Beschwerde eines Mitarbeiters abgewiesen
Keine Pfändung in Botschaftsgebäude

Wer Forderungen gegen diplomatische Botschaften hat, kann sie nicht per Zwangsvollstreckung durchsetzen: Ausländische diplomatische Vertretungen sind bei gerichtlich festgestellten Schulden so lange vor Zwangsversteigerungen sicher, wie sie ihre Botschaften auch tatsächlich nutzen.

HB KARLSRUHE. Wie der Bundesgerichtshof (BGH) jetzt festgestellt hat, sind deutsche Gerichte in diesem Falle gar nicht zuständig, angeordnete Zwangsvollstreckungen daher unzulässig.

Ein kenianische Staatsangehöriger war bei der Botschaft seines Landes angestellt. Er hatte offene Lohnansprüche von rund 33 745 Euro. Auf seine Klage hin verurteilte das Amtsgericht Bonn die Botschaft zur Zahlung der Summe nebst Zinsen. Auf Antrag des Beschäftigten hin hat das Amtsgericht im November 2000 die Zwangsversteigerung des Bonner Grundstückes angeordnet.

Auf Erinnerung der Vertretung hin hob das Gericht seinen Beschluss jedoch wieder auf und wies den Antrag des Gläubigers mit der Begründung ab, die Zwangsvollstreckung sei unzulässig, weil das Grundstück weiterhin diplomatisch genutzt werde. Der Beschluss wurde vom Landgericht Bonn bestätigt.

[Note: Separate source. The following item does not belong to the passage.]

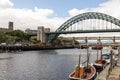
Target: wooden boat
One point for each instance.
(83, 73)
(100, 64)
(106, 57)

Der erst kürzlich eingerichtete Sondersenat Neun A des BGH wies die Rechtsbeschwerde des Kenianers ab. Die Anordnung der Zwangsvollstreckung sei unzulässig, hieß es. Die Botschaft unterliege auf Grund der Staatenimmunität nicht der deutschen Gerichtsbarkeit, da das Grundstück weiterhin diplomatisch genutzt werde. Wie der Botschafter glaubhaft versichert habe, werde das Bonner Grundstück noch von Botschaftsmitarbeitern wie dem Finanzattaché und dem dritten Sekretär genutzt.

Da zudem zahlreiche, insbesondere afrikanische Staaten ihre Botschaften ebenfalls weiter in Bonn hätten, fänden dort noch viele Besprechungen statt. Dem Auswärtigen Amt gegenüber habe der Botschafter außerdem versichert, die Vertretung auch bei Delegationen aus Kenia zu nutzen. Weitere Ermittlungen verbieten sich dem BGH zufolge. Als souveräner Staat sei Kenia nicht gehalten, Einzelheiten über die Arbeit seines diplomatischen Dienstes offen zu legen.